Kids’ Interests Branch Out At Arboretum

Janice Podsada Staff writer

LaReena Allison wasn’t sure what an arboretum was, but that didn’t stop her from boarding the bus idling outside Grant Elementary School.

“It’s like a park - with a lot of trees and flowers,” said LaReena, 11, pushing her glasses back onto the bridge of her freckled nose.

LaReena joined about 30 other children, ranging in age from 6 to 11, on a yellow school bus that took them to the John A. Finch Arboretum last Thursday.

The children are participants in Grant’s free summer school, which continues through next Thursday.

The morning program, sponsored by Spokane School District 81, has 160 participants.

The afternoon program, “Youth Gang Drug Prevention,” is sponsored by the city of Spokane. It has 58 participants.

Both programs offer crafts, cooking, art classes and field trips.

LaReena and friend Brandon Dituri, 6, chose to visit the arboretum while 130 children in the morning program chose Cat Tales, an exotic animal park off the Newport Highway.

The average cost of one of the weekly field trips is $2, said Kathy LeTellier, Grant school liaison.

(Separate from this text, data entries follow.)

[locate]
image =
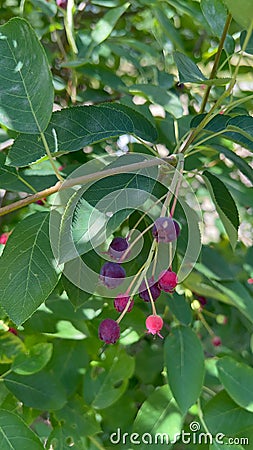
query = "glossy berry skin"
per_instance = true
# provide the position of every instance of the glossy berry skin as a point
(153, 287)
(167, 281)
(13, 331)
(62, 3)
(202, 300)
(120, 303)
(117, 247)
(112, 274)
(4, 238)
(154, 324)
(216, 341)
(165, 229)
(109, 331)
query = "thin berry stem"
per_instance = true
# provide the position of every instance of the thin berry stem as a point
(151, 298)
(173, 186)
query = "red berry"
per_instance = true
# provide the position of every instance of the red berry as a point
(4, 238)
(154, 324)
(167, 281)
(117, 247)
(154, 290)
(121, 301)
(109, 331)
(165, 229)
(112, 274)
(216, 341)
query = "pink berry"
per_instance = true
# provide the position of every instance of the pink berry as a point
(41, 202)
(4, 238)
(202, 300)
(13, 331)
(167, 281)
(165, 229)
(109, 331)
(112, 274)
(121, 301)
(154, 324)
(216, 341)
(117, 247)
(62, 3)
(154, 290)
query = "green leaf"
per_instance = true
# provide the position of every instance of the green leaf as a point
(184, 360)
(237, 379)
(25, 81)
(243, 130)
(28, 272)
(249, 48)
(77, 296)
(105, 25)
(68, 360)
(78, 127)
(78, 418)
(160, 415)
(15, 434)
(105, 383)
(244, 14)
(10, 347)
(42, 391)
(221, 413)
(103, 206)
(225, 205)
(190, 73)
(34, 360)
(215, 14)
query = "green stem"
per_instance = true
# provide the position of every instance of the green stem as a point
(201, 417)
(71, 182)
(96, 443)
(204, 140)
(174, 184)
(212, 113)
(5, 373)
(26, 183)
(60, 178)
(216, 62)
(69, 26)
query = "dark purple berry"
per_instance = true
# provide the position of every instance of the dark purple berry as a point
(109, 331)
(165, 229)
(117, 247)
(121, 301)
(112, 274)
(154, 290)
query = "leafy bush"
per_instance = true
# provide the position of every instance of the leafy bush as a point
(131, 121)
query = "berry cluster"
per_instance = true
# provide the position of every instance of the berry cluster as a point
(112, 274)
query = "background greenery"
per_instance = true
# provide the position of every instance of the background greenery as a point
(144, 68)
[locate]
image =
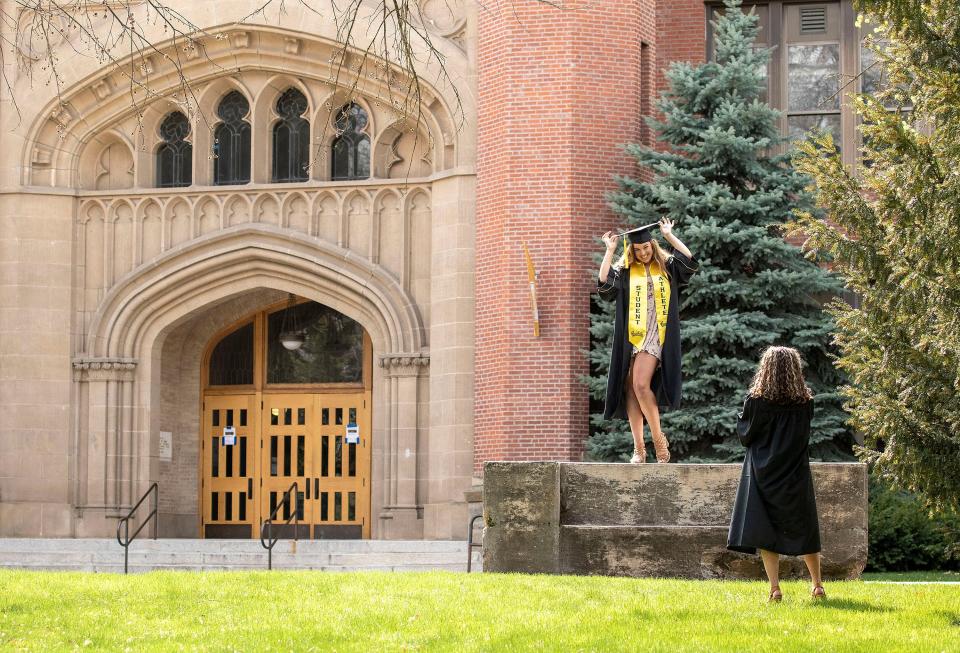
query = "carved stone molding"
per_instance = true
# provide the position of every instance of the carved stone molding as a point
(103, 369)
(404, 364)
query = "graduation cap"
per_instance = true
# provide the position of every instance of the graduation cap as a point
(639, 235)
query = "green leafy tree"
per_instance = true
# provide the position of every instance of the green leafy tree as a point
(895, 237)
(719, 175)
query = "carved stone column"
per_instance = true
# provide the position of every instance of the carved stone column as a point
(402, 513)
(104, 434)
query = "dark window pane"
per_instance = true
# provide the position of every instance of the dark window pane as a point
(351, 148)
(215, 458)
(338, 457)
(332, 349)
(291, 138)
(325, 455)
(800, 127)
(243, 456)
(231, 144)
(175, 154)
(813, 77)
(231, 362)
(273, 455)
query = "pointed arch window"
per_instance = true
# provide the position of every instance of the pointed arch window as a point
(175, 155)
(351, 149)
(291, 138)
(231, 145)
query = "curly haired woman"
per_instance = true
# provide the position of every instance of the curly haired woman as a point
(776, 510)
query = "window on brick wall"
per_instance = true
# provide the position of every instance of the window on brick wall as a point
(813, 68)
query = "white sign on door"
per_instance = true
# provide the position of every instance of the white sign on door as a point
(166, 445)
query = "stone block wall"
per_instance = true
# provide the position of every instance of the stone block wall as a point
(651, 520)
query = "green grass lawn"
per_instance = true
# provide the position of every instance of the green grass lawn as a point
(312, 611)
(914, 576)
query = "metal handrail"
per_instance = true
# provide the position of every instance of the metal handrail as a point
(269, 524)
(125, 523)
(471, 545)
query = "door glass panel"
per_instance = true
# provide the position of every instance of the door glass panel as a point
(338, 457)
(215, 457)
(231, 362)
(301, 443)
(324, 455)
(332, 349)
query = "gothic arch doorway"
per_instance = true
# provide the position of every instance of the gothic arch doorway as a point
(286, 398)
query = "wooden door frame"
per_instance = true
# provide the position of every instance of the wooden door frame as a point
(260, 387)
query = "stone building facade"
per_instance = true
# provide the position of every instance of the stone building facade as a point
(117, 288)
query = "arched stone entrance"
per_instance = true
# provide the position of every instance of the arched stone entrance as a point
(146, 344)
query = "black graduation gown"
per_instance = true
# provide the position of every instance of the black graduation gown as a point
(775, 508)
(667, 379)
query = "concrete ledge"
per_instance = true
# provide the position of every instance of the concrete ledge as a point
(651, 520)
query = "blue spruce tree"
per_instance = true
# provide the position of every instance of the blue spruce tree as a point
(718, 175)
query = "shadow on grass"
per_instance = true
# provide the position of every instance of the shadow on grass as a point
(851, 605)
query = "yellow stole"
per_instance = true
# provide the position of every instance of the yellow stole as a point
(637, 318)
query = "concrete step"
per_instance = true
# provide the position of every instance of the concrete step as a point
(104, 555)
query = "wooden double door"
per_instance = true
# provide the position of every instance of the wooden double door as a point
(275, 440)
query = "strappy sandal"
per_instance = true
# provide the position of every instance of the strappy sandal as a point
(775, 595)
(661, 446)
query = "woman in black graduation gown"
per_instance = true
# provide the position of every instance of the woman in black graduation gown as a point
(645, 360)
(775, 509)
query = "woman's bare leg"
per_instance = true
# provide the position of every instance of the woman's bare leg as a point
(771, 565)
(635, 416)
(813, 566)
(644, 365)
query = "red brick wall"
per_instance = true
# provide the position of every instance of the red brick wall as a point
(559, 93)
(681, 34)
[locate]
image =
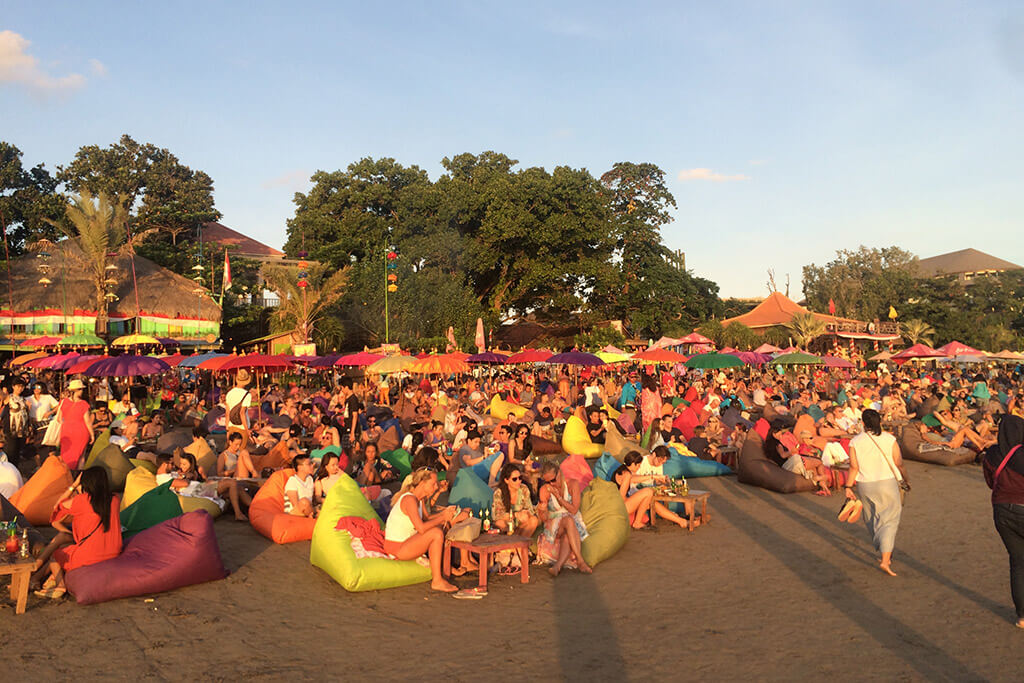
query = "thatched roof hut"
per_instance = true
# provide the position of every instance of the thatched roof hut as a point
(168, 304)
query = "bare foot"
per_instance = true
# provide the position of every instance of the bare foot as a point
(443, 587)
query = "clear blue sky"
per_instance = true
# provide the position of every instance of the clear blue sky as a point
(787, 129)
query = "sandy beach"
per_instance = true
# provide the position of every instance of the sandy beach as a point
(774, 588)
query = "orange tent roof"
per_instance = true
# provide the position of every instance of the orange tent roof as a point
(778, 309)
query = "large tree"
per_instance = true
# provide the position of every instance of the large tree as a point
(862, 283)
(29, 203)
(160, 190)
(649, 289)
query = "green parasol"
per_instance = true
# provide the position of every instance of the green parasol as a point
(714, 361)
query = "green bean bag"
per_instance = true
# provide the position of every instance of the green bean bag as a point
(117, 466)
(101, 442)
(605, 467)
(400, 460)
(679, 465)
(331, 549)
(471, 492)
(155, 506)
(607, 522)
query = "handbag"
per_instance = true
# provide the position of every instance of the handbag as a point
(904, 485)
(52, 434)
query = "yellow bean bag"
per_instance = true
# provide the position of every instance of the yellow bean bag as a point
(331, 549)
(140, 480)
(503, 409)
(576, 440)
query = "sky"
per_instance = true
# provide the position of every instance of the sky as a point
(786, 130)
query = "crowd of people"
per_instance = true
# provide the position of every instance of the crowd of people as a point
(832, 426)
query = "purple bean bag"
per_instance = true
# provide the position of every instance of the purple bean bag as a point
(173, 554)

Field trips have included visits to Spokane International Airport, the IMAX Theatre, and an afternoon at the ballpark, rooting for the Spokane Indians.

“For many of these kids it’s a chance to go to a movie, go on a field trip and learn about the world,” said Barbara Bolich, a summer school teacher who has special education classes during the regular school year at Grant.

The trip to the 65-acre arboretum gave kids the chance to play on the giant white willow, whose bark is scratched and scraped with hundreds of names, initials and hearts. Kids also were able to walk the Touch and See nature trail and construct and sail paper boats in tiny Garden Springs creek, which flows through the arboretum.

The land for the arboretum was donated by John A. Finch, a mining investor at the turn of the century, and D.H. Dwight, who kept a summer cottage in the area. The arboretum has more than 2,000 trees and shrubs representing over 600 species.

The children discovered that the trees at the arboretum wear metal identification tags - “like a dog’s,” said 8-year-old Hamisi Nunes.

The credit-card size tags identify the age and species of a tree.

Bolich and two other adults accompanied the children to the arboretum.

Dick Streeter, a sixth-grade teacher at Grant, pointed out ground-squirrel burrows and kept the kids off steep rock outcroppings.

Sheryl Cavakis, an instructional assistant, helped students fold their own origami boats, which many promptly launched over the creek’s tiny waterfalls.

In the final week of the summer school program, children will get the chance to visit Idaho’s Coeur d’Alene City Beach and the Silverwood theme park.